Ironischerweise konnte Bourdin als Auftragsfotograf stilistisch viel freier agieren als die Fotokünstler seiner Zeit. In den 1970er-Jahren wurde die Farbfotografie in der Kunst erst allmählich salonfähig. US-amerikanische Fotografen wie Stephen Shore, William Eggleston, Walker Evans oder Joel Sternfeld schossen damals konsequent Farbfotos und schafften es zu ersten Ausstellungen, heute ist die Bewegung als „New Color Photography" bekannt. Was in der Kunst noch Neuland war, hatte sich in der kommerziellen Fotografie längst entwickelt. Guy Bourdin gehörte zu den ersten, die Farbe ganz bewusst als Gestaltungsmittel einsetzten.

Madonna beschrieb Bourdin als „krank und interessant"

Im Mittelpunkt von Bourdins Werk steht die Inszenierung jener neuen Weiblichkeit, die in der Glam-Ära regelrecht zur gesellschaftlichen Obsession wurde. In Nylon-Strümpfe gehüllte Beine, High Heels, nackte Hintern, Schaufensterpuppen, rote Lippen und rot lackierte Fingernägel bevölkern Bourdins Tableaus, werden collagiert oder skulptural arrangiert und fungieren als Metonymien eines neuen Frauenbildes. Seine Protagonistinnen sind sexy, geheimnisvoll und radikal. Sie sind Meisterinnen der Selbstinszenierung. Und obwohl sie ganz offensichtlich der männliche Blick von Bourdins Kamera definiert, sind sie nie reine Objekte der männlichen Begierde, sondern immer mythische Heldinnen in stilisierten Umgebungen. Vielleicht ist es das, was Bourdins Arbeiten so unwiderstehlich macht und was Künstler bis heute berührt. Popdiva Madonna, die für ihr Musik-Video „Hollywood" Motive von Bourdin so direkt aufgriff, dass ihr das eine Klage der Urheberrechtserben einbrachte, beschrieb ihn als „krank und interessant".

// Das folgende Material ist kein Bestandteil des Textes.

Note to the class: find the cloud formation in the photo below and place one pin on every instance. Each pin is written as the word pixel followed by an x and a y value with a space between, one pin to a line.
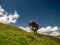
pixel 6 17
pixel 54 31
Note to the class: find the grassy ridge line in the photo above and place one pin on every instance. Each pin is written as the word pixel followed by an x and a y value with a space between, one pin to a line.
pixel 12 35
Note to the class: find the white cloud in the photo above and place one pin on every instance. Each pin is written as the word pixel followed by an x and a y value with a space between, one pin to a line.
pixel 26 29
pixel 7 18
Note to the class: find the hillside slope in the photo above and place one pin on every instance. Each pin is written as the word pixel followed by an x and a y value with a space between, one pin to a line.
pixel 11 35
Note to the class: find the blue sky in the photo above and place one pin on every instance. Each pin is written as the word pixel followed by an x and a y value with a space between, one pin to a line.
pixel 45 12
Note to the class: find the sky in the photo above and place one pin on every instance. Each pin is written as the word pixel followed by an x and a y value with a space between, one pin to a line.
pixel 45 12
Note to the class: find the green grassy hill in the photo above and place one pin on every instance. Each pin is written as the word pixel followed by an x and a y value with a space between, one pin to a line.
pixel 12 35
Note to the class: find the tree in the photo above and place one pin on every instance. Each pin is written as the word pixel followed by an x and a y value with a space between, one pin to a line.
pixel 34 26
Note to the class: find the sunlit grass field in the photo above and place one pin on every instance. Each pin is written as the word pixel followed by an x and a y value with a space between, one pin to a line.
pixel 12 35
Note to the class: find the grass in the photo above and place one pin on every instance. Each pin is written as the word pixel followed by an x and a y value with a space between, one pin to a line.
pixel 12 35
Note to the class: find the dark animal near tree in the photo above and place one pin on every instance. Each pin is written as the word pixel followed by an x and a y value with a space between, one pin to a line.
pixel 34 26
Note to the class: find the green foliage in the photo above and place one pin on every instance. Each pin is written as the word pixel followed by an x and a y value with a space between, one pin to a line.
pixel 12 35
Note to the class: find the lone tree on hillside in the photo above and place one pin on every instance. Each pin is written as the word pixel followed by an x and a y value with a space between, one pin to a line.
pixel 34 26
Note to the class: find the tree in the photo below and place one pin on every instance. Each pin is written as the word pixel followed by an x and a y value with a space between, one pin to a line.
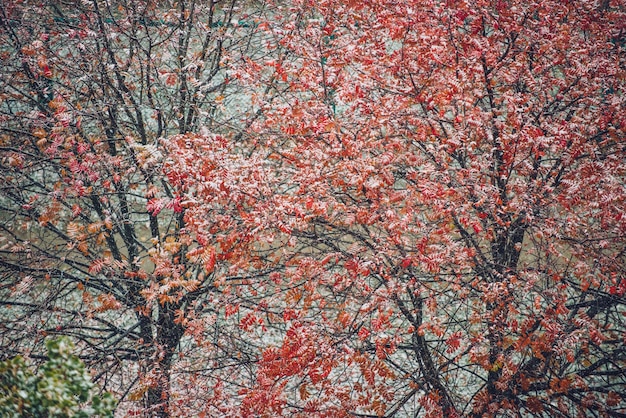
pixel 92 235
pixel 446 193
pixel 419 214
pixel 61 387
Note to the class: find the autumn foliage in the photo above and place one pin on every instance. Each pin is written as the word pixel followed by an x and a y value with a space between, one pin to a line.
pixel 368 208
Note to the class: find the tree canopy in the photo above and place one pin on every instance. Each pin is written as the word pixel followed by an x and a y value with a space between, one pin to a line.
pixel 328 208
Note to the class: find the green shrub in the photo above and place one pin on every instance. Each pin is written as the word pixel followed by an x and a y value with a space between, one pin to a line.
pixel 61 388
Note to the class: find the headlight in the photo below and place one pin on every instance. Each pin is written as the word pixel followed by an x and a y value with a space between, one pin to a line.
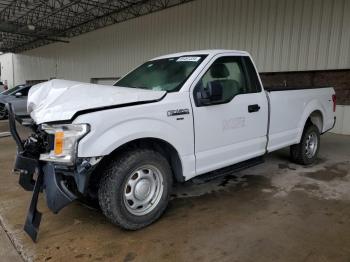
pixel 66 138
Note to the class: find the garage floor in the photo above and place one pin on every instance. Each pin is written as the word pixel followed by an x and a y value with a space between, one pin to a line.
pixel 277 211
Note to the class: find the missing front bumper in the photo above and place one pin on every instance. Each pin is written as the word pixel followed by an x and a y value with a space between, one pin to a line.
pixel 53 185
pixel 47 180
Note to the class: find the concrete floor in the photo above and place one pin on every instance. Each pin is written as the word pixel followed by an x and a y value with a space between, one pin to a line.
pixel 276 211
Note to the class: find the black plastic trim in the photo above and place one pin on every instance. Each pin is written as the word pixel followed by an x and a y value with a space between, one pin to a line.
pixel 290 88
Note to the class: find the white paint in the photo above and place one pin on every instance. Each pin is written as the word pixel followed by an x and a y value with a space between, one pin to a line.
pixel 57 100
pixel 290 110
pixel 198 137
pixel 342 125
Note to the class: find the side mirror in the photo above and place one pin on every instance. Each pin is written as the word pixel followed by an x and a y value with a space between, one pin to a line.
pixel 211 95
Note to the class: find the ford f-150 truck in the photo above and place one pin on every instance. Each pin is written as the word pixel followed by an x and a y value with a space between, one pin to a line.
pixel 171 119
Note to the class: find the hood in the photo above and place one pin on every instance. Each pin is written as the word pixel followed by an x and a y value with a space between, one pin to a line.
pixel 58 100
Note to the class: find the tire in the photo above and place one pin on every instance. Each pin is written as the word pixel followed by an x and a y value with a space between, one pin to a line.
pixel 126 188
pixel 305 153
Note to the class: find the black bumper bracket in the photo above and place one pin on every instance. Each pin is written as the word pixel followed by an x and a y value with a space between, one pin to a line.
pixel 33 219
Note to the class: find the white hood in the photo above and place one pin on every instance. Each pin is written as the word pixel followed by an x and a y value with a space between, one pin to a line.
pixel 58 100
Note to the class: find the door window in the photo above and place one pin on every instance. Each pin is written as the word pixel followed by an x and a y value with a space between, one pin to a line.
pixel 229 74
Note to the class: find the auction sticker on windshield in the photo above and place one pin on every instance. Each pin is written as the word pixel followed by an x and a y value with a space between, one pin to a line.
pixel 188 59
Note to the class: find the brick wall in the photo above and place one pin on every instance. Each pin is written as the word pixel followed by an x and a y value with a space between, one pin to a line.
pixel 339 79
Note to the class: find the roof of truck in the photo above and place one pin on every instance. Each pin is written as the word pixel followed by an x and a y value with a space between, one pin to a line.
pixel 211 52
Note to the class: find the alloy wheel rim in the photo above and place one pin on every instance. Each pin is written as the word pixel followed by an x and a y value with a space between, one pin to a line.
pixel 143 190
pixel 311 145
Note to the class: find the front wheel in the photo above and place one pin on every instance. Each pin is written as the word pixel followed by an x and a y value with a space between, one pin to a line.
pixel 134 190
pixel 305 153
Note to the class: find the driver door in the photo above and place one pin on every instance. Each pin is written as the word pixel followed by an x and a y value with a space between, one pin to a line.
pixel 233 128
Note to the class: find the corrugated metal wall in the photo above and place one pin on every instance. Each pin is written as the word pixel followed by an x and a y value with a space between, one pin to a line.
pixel 281 35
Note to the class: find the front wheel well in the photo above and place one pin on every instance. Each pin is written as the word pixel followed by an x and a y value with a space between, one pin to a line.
pixel 156 144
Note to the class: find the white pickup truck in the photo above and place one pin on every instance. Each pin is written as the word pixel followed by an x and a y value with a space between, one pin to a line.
pixel 171 119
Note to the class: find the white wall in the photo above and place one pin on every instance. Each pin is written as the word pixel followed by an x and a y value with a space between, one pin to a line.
pixel 282 35
pixel 7 69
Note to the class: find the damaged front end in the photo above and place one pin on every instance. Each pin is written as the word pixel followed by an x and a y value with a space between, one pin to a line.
pixel 44 165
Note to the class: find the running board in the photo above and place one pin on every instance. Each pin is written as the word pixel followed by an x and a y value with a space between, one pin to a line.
pixel 228 170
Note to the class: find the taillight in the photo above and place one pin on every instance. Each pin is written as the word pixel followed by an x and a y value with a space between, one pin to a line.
pixel 334 98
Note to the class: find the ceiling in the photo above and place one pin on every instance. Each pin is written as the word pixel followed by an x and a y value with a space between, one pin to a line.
pixel 27 24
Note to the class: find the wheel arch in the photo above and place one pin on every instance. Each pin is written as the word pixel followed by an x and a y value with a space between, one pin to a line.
pixel 157 144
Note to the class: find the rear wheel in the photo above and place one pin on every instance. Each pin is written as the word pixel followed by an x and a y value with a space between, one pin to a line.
pixel 305 153
pixel 134 191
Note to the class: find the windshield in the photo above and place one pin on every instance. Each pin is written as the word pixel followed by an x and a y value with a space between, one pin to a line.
pixel 167 74
pixel 12 90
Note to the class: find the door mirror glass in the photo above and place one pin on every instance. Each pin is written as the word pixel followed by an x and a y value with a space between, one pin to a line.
pixel 210 95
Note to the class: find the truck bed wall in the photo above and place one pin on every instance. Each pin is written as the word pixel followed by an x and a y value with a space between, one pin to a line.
pixel 289 111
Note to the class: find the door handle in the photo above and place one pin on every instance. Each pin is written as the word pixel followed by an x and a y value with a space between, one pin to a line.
pixel 253 108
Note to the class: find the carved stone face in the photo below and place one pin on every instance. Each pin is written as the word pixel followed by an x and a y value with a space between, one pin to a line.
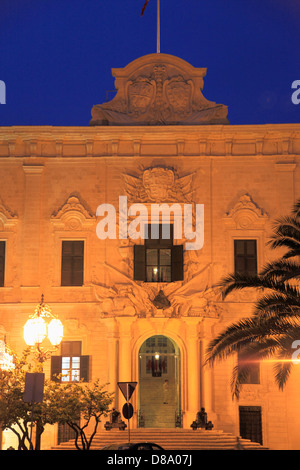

Wie seine Fotografien zeugen auch Bourdins filmische Arbeiten von einer grenzenlosen Experimentierfreude. Er nahm Ästhetiken vorweg, die im zeitgenössischen Fashion-Film Standard sind, erforschte die Möglichkeiten der Montage, filmte Models bei der Shooting-Pause, tastete in Großaufnahmen nackte Körper ab und zeigte auch mal einen Hund, der sein Geschäft auf einem Pariser Bürgersteig macht. Sein fotografisches Vokabular verknüpfte er mit Charakteristika des bewegten Bildes, ließ ein Model etwa in Zeitlupe auf einem sich bewegenden Stuhl wie auf einem Bullen reiten. In den späten 1980er-Jahren zog sich Bourdin schließlich zurück, 1991 starb er. Lange Zeit geriet er in Vergessenheit. Heute wird er neu entdeckt, nicht nur als Künstler, der das Glam-Lebensgefühl inspiriert und bebildert hat, sondern vor allem als einer, der Tabus und Normen sprengte, um der Kunst neue Türen zu öffnen.